The near miss highlights the persistent political clout of Europe’s farmers as EU leaders gather in Brussels today to haggle over a new bloc-wide spending plan that would cut agricultural outlays in order to ramp up research and security expenditure. Long a sacred cow, farm aid soaks up almost 40% of the EU’s overall budget even though agriculture accounts for only about 1% of the bloc’s gross domestic product.
The Dutch drama also serves as a warning for the EU as it prepares to ratify a free-trade agreement with the Mercosur group of Brazil, Argentina, Paraguay and Uruguay and pursues similar deals with Australia and New Zealand. In each case, the EU agricultural lobby will pose serious obstacles because of the farm-export prowess of these commercial partners.
The Netherlands, traditionally one of Europe’s staunchest supporters of free trade and home of the continent’s busiest port, struggled to win lower-house backing for the EU-Canada pact in no small part because of concerns about greater import competition for Dutch farmers.
To be sure, even a rejection by the lower house wouldn’t have derailed the deal because it is already in force (since September 2017). For that to change, the Dutch government — or any capital in the EU still going through national approval procedures — would have to send a formal notice terminating the accord and the ratification process would have to be deemed by the bloc to have failed “permanently and definitively.”
Still, with Spanish farmers taking to the streets this month to demand higher food prices and the main lobby group for EU agriculture as a whole fighting a proposed 15% cut in European agricultural spending in 2021-2027, the bloc faces domestic headwinds as it expands its global market-opening drive.
Farmers in Europe have lashed out at the draft EU-Mercosur trade deal, which negotiators reached in mid-2019 after two decades of deliberations and which will start going through the European approval process in around a year.
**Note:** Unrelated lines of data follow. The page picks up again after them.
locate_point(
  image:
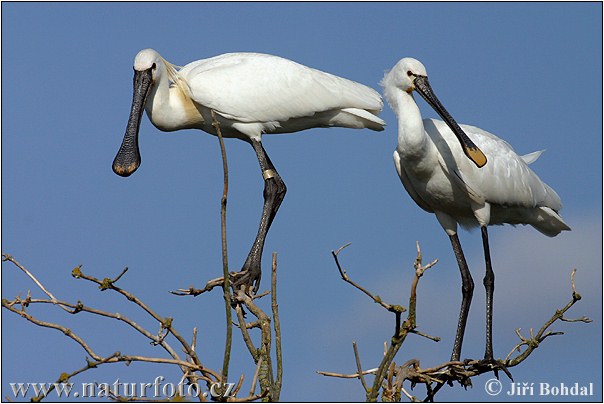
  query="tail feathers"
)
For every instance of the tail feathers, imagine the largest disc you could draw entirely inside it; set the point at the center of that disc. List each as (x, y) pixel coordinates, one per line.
(548, 222)
(367, 118)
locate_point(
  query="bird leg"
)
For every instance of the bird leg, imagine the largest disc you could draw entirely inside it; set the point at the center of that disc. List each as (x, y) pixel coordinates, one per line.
(467, 289)
(489, 285)
(274, 192)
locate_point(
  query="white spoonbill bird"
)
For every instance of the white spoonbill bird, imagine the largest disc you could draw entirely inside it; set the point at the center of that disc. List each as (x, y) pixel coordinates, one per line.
(467, 176)
(251, 94)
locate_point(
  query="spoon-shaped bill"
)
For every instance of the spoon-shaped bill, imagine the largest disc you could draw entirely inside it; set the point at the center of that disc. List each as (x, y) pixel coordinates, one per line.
(422, 86)
(128, 158)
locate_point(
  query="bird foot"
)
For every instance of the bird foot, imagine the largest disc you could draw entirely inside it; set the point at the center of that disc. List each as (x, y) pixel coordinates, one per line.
(495, 365)
(246, 279)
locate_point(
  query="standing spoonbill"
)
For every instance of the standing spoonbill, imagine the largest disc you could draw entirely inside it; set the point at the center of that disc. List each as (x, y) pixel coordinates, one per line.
(251, 94)
(467, 176)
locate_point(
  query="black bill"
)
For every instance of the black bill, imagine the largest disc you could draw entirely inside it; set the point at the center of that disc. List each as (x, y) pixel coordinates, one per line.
(470, 149)
(128, 158)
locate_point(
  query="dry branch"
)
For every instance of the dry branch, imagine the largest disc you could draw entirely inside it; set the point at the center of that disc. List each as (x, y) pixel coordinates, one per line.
(389, 378)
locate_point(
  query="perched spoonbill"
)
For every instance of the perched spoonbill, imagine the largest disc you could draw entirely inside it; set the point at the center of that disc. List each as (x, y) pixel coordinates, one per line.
(251, 94)
(467, 176)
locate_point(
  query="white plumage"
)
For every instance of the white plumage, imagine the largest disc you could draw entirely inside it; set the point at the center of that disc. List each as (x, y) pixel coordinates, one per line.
(255, 93)
(252, 94)
(466, 176)
(441, 179)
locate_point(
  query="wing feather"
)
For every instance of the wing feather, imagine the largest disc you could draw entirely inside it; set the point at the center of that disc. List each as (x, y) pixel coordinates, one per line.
(252, 87)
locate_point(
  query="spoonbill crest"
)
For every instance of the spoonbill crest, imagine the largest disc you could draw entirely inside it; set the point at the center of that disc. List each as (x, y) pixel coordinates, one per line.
(467, 176)
(251, 94)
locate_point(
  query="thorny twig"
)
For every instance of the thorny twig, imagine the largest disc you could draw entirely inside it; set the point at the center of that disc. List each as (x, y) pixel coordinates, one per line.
(390, 378)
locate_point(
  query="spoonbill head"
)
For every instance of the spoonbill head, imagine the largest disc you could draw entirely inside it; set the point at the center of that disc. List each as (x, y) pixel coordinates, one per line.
(251, 94)
(467, 176)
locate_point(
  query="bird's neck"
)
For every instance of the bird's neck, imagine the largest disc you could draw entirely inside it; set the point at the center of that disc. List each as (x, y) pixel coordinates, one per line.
(412, 138)
(169, 109)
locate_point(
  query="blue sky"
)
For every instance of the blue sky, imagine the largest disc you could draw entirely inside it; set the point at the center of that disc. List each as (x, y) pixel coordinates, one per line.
(529, 72)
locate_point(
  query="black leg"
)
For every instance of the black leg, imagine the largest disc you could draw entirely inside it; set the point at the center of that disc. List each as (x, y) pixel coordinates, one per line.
(489, 285)
(274, 192)
(467, 289)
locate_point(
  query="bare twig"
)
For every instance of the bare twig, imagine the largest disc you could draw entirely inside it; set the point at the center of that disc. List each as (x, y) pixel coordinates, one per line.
(390, 378)
(8, 257)
(277, 327)
(359, 367)
(225, 260)
(376, 299)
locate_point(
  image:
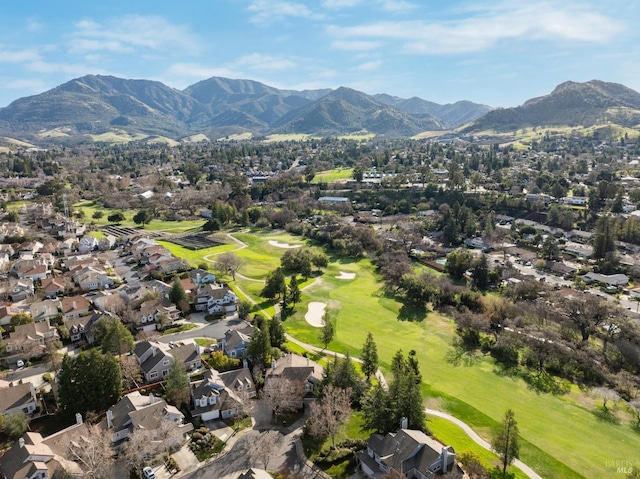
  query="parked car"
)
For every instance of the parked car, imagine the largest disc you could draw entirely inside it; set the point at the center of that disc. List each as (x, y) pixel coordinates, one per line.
(148, 473)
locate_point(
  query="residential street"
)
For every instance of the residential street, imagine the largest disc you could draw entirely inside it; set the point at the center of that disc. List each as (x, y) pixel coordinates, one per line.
(242, 456)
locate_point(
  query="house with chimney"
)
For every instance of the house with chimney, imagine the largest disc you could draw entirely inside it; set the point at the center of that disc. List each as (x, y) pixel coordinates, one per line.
(75, 306)
(18, 398)
(36, 457)
(408, 453)
(136, 411)
(221, 395)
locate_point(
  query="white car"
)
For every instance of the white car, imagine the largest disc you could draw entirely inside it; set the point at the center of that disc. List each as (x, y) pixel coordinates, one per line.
(148, 473)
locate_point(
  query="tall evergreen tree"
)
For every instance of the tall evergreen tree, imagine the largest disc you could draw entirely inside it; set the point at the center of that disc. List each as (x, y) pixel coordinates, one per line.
(505, 442)
(369, 357)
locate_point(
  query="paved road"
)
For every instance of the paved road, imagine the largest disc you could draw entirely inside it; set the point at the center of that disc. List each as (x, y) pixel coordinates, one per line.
(474, 435)
(242, 456)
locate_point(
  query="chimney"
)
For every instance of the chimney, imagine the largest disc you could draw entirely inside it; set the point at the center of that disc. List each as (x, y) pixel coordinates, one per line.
(444, 458)
(109, 418)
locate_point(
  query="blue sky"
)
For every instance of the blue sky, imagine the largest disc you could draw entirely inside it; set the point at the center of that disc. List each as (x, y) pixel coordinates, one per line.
(497, 53)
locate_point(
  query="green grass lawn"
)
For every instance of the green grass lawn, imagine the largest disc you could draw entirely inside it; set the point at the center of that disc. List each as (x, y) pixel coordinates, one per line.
(561, 436)
(336, 174)
(89, 208)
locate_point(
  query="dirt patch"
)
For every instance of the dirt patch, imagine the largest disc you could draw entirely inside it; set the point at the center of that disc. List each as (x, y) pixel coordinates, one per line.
(315, 314)
(346, 275)
(278, 244)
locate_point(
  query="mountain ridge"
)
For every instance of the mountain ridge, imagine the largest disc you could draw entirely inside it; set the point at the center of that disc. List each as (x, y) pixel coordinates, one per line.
(95, 104)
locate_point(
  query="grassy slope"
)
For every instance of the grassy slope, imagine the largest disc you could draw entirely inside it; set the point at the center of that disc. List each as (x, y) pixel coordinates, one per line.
(556, 428)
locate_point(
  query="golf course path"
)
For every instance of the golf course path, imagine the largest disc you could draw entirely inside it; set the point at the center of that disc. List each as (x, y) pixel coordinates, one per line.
(474, 435)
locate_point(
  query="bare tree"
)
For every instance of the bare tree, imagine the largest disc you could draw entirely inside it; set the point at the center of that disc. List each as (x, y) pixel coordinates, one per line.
(228, 263)
(282, 394)
(93, 453)
(267, 444)
(131, 372)
(329, 413)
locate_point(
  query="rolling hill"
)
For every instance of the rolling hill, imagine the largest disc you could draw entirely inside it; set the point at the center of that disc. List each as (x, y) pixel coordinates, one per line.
(89, 107)
(569, 104)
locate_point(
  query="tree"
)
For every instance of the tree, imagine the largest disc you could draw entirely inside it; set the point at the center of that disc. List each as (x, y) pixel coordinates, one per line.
(90, 381)
(329, 413)
(177, 295)
(266, 446)
(259, 348)
(358, 173)
(282, 394)
(116, 217)
(327, 331)
(244, 309)
(115, 337)
(20, 319)
(458, 262)
(369, 357)
(377, 410)
(604, 239)
(480, 272)
(276, 333)
(93, 452)
(177, 387)
(228, 263)
(294, 293)
(142, 217)
(15, 425)
(505, 441)
(275, 285)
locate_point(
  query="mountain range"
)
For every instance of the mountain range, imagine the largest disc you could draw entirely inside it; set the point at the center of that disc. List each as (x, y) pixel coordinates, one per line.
(216, 107)
(93, 107)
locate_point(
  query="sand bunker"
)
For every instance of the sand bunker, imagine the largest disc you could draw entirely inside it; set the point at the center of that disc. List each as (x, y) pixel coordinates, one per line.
(345, 275)
(277, 244)
(315, 314)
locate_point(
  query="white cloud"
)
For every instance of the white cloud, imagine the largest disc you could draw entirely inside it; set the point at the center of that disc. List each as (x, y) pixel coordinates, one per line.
(368, 66)
(479, 29)
(266, 10)
(257, 61)
(33, 25)
(133, 33)
(356, 45)
(18, 56)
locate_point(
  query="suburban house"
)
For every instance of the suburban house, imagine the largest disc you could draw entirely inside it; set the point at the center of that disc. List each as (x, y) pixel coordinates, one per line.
(609, 279)
(43, 310)
(215, 298)
(151, 312)
(213, 399)
(297, 369)
(75, 306)
(7, 312)
(20, 289)
(235, 342)
(90, 278)
(28, 340)
(52, 287)
(135, 411)
(35, 457)
(18, 398)
(188, 355)
(410, 453)
(201, 276)
(154, 359)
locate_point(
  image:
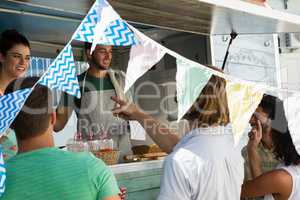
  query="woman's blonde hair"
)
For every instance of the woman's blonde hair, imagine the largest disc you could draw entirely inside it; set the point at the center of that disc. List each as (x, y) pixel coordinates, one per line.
(211, 106)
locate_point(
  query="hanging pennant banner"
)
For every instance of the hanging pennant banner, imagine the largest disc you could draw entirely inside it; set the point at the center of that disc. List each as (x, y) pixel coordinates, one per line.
(62, 74)
(292, 113)
(2, 173)
(86, 30)
(107, 16)
(143, 57)
(10, 106)
(118, 34)
(191, 78)
(243, 99)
And anybody doubting the difficulties in the EU’s continuing negotiations with Australia and New Zealand needed only to hear European trade chief Phil Hogan on Tuesday all but rule out the prospect of a deal this year with Canberra.
“We are certainly on the defensive in relation to some sensitive issues here,” Hogan told a Brussels conference. He cited Australia’s strength as an exporter of beef, sheep, rice, sugar and dairy.
In that context, it may be fitting that the Dutch drama over the ratification of the EU-Canada trade agreement isn’t actually over. A verdict is still due from the country’s upper house, where the government lacks a majority.